Verhuurd deel kantoorpand zonder eigen toiletruimte geen afzonderlijke onroerende zaak

Gerechtshof Arnhem-Leeuwarden heeft onlangs geoordeeld dat het verhuurde deel van een kantoorpand zonder eigen toiletruimte geen afzonderlijke onroerende zaak vormt. De heffingsambtenaar, die het object als één object had aangemerkt, wordt in het gelijk gesteld.

X bv is eigenaar van een kantoorpand. Een gedeelte van het kantoorpand is verhuurd aan C. Voor de toepassing van de Wet WOZ is dit gedeelte van het kantoorpand afzonderlijk afgebakend en gewaardeerd.

Het resterende deel van het kantoorpand – bestaande uit een aan D, E en F verhuurd deel, gemeenschappelijke ruimten en een onverhuurd deel – is door de heffingsambtenaar als één object aangemerkt.

In geschil is of het kantoorpand in de WOZ-beschikking voor het kalenderjaar 2014 op de juiste wijze is afgebakend. X bv stelt zich op het standpunt dat het aan D, E en F verhuurde deel een afzonderlijke onroerende zaak vormt (artikel 16 Wet WOZ).

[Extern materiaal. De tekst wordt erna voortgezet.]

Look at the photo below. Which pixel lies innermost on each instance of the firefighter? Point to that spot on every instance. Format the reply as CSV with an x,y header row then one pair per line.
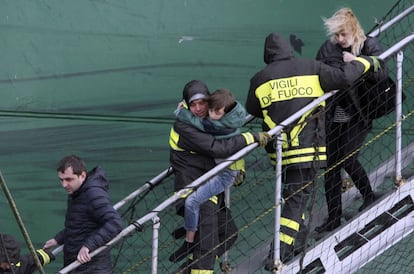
x,y
283,87
12,262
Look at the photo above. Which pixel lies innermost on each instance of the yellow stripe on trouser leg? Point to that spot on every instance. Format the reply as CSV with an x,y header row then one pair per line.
x,y
201,271
286,239
45,256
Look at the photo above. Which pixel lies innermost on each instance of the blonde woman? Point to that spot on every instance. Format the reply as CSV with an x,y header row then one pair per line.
x,y
346,126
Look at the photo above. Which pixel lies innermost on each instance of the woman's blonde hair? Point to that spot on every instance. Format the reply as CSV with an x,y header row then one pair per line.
x,y
345,20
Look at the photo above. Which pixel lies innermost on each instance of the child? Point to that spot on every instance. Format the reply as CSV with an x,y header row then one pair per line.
x,y
12,262
226,116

Hof Arnhem-Leeuwarden geeft X bv echter geen gelijk. Nu de aan D, E en F verhuurde kantoorruimte niet beschikt over een toiletruimte binnen het afsluitbare deel, kan niet worden gezegd dat dit deel van het kantoorgebouw blijkens zijn indeling is bestemd om als een afzonderlijk geheel te worden gebruikt. Hieraan doet niet af dat D, E en F tot 1 februari 2014 in feite als enige gebruik hebben gemaakt van de gemeenschappelijke toiletruimte. X bv heeft tegen de vastgestelde waarde geen grieven ingesteld. Het hoger beroep wordt ongegrond verklaard.